Он взял себя в руки, наполнил шприц для подкожных инъекций большой дозой лекарства и сделал Гаррисону укол в руку, затем подошел к встроенному шкафу и достал запечатанный пакет с сахарными кубиками. Но это были особенные кубики. Он часто принимал по одному сам - но только один за раз - или давал один своей подруге в тех случаях, когда ему хотелось чего-нибудь совершенно отличного, какого-нибудь сладкого ночного путешествия, но теперь они предназначались для Гаррисона. Он растворил три кубика в малом количестве воды, затем чайной ложечкой капля за каплей влил всю ядовитую жидкость в рот слепому человеку. И когда все содержимое прошло, только тогда он покинул комнату и крепко запер дверь на замок.

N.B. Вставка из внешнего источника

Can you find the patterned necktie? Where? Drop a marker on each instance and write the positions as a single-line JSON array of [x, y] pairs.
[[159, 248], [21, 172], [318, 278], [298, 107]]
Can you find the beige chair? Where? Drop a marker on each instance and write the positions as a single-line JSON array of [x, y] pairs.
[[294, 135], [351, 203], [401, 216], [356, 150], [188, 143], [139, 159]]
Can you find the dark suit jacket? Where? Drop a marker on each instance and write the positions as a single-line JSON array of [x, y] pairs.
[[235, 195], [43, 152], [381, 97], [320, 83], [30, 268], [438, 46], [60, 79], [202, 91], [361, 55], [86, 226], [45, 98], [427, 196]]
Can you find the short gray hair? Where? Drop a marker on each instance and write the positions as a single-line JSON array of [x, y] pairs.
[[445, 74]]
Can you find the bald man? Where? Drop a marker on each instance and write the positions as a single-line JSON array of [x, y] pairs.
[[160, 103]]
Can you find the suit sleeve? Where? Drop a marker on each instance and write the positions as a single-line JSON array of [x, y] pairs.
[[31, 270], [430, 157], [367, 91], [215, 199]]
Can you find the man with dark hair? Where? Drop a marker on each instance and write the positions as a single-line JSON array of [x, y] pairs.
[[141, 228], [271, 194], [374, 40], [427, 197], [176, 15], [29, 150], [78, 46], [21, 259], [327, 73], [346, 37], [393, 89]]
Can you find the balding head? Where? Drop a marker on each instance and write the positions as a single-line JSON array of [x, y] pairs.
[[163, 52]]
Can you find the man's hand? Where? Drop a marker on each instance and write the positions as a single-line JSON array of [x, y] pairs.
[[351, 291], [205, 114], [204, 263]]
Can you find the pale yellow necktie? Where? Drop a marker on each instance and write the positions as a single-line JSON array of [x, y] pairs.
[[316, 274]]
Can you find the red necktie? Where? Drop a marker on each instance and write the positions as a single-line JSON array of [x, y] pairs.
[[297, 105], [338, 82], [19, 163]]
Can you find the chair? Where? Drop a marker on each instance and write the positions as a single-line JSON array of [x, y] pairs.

- Посмотрим, как ты выберешься из этого, ублюдок! - сказал он, нетвердой походкой возвращаясь в спальню.
* * *
Полдень...
...Но в подсознательном, мире Гаррисона была ночь, такая, какой он раньше никогда не видел: время и пространство, их обитатели стали совершенно искаженными и чужими. В самом деле, когда темнота накрыла землю, ему стало казаться, что он бессчетными часами брел через чудесную страну погруженных во мрак чудес, через гроты сумеречных тайн и покрытой плащом тени красоты.
Звери, большие, как дома, со светящимися фиолетовыми глазами парили на легких с прожилками крыльях, в странных воздушных образованиях, в усыпанном звездами небе, притягиваемые туда, где высоко над холмами утренняя заря плясала в пламени такой яркости, которое могло бы затмить все земные цвета и самоцветы. Серебряные облака были выгравированы постоянно меняющимся узором электрических вспышек и проносились над головой в кружащемся экстазе, Мертвенно-бледные маки расцветали в свете луны с малиновыми кратерами, распространяя опиумный запах, заставляя головы закружиться, а чувства пошатнуться. Моли, большие, как летучие мыши, сбились в любопытное облако над человеком и Машиной, словно недоумевая над этим вторжением пришельцев извне.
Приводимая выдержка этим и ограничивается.